Hoofdstuk 3 Registratie van klachten

Artikel 10 Klachtenoverzicht

  • 1. De ingediende schriftelijke en mondelinge klachten worden geregistreerd. De klachtencoördinator stelt ieder jaar een overzicht op waarin per afdeling zijn vastgelegd de in het voorafgaande jaar ingediende klachten, met daarbij de wijze van afhandeling of, indien nog niet afgehandeld, de fase waarin de afhandeling zich bevindt. Ook wordt vastgelegd welke klachten aan de Zeeuwse Ombudsman zijn voorgelegd en wat daarvan het resultaat is.

  • 2. De directeur stelt het in het eerste lid bedoelde overzicht vast.

  • 3. Het in het eerste lid bedoelde overzicht wordt gepubliceerd in het jaarverslag.

Hoofdstuk 4 Slotbepalingen

Artikel 11 Citeertitel

Deze verordening wordt aangehaald als Klachtenverordening RUD Zeeland 2014.

Artikel 12 Inwerkingtreding

  • 1. Deze verordening wordt bekendgemaakt in het Provinciaal blad.

  • 2. Deze verordening treedt in werking op de dag volgend op de dag van bekendmaking.

Ondertekening

Aldus vastgesteld door het algemeen bestuur op 24 november 2014.
De voorzitter, W.V.L. Ginjaar
De secretaris, A. van Leeuwen
Uitgegeven, 05 december 2014
De secretaris, A.W. Smit

Toelichting

Algemeen

Op 1 juli 1999 trad hoofdstuk 9 van de Algemene wet bestuursrecht (Awb) in werking. Dit hoofdstuk regelt het intern klachtrecht bij gemeenten, inhoudende een recht voor burgers en bedrijven om zich te beklagen over gedragingen van (personen werkzaam onder verantwoordelijkheid van) bestuursorganen en een plicht voor bestuursorganen tot een behoorlijke, interne klachtbehandeling.
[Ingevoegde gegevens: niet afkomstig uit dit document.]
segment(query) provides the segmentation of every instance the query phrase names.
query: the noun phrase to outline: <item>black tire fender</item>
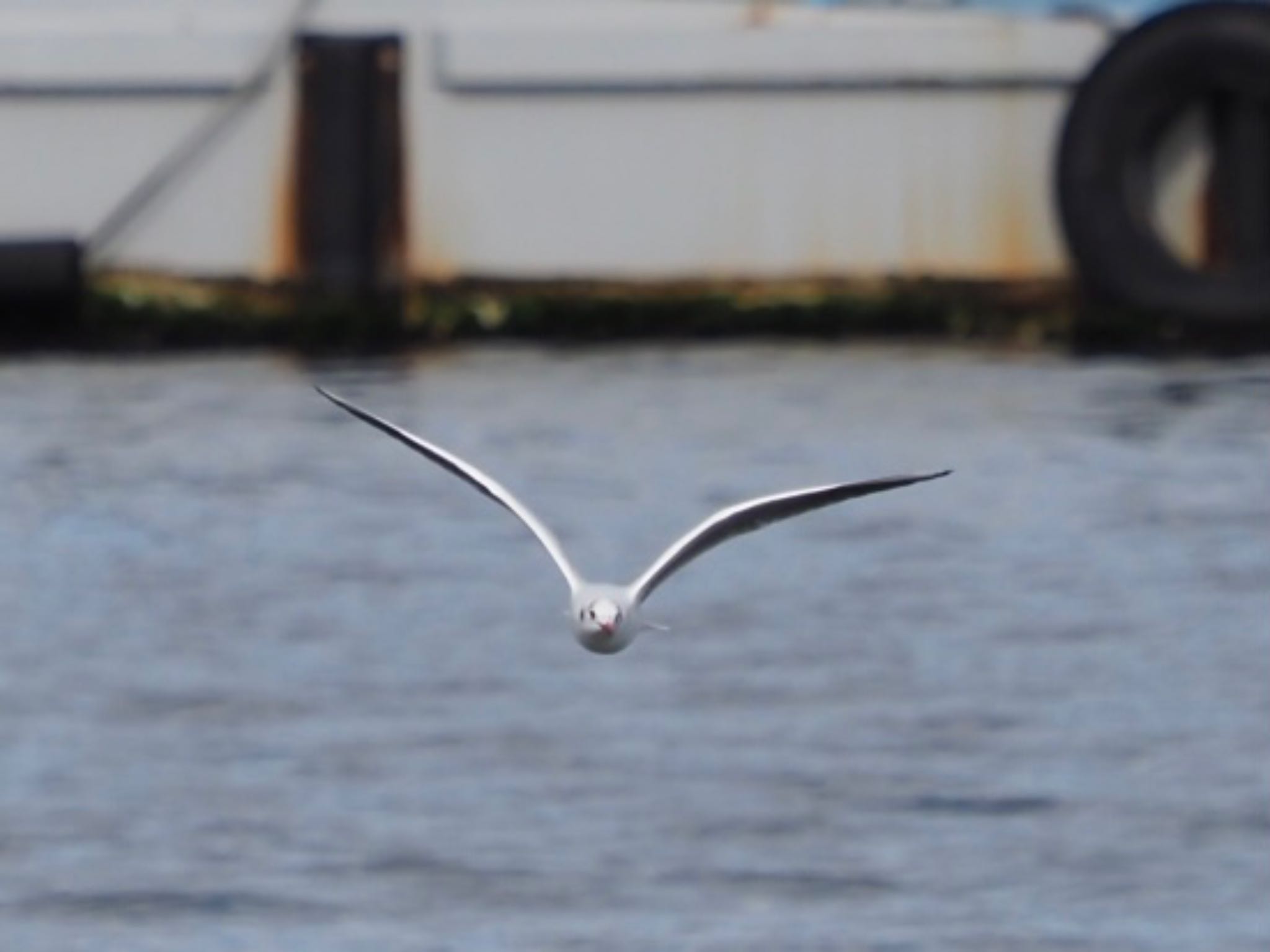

Interne klachtbehandeling wil zeggen, dat in eerste instantie het bestuursorgaan zelf klachten over zijn handelen beoordeelt en in de gelegenheid is zelf iets aan die klachten te doen.

Bestuursorganen zijn niet verplicht een eigen procedure voor de klachtbehandeling in het leven te roepen, omdat de procedure van hoofdstuk 9 Awb rechtstreeks werkt. Het op schrift stellen van de organisatorische vormgeving en de interne handels-/werkwijze bij de behandeling van klachten is wel gewenst. Dit schept zowel intern als extern duidelijkheid. Onderhavige verordening legt vast wie binnen de RUD Zeeland een taak hebben bij de klachtbehandeling en wat deze taak inhoudt.

Doel

Klachtbehandeling biedt de burgers en bedrijven een aanvullende vorm van rechtsbescherming tegen onheuse bejegening door (medewerkers van) de RUD Zeeland.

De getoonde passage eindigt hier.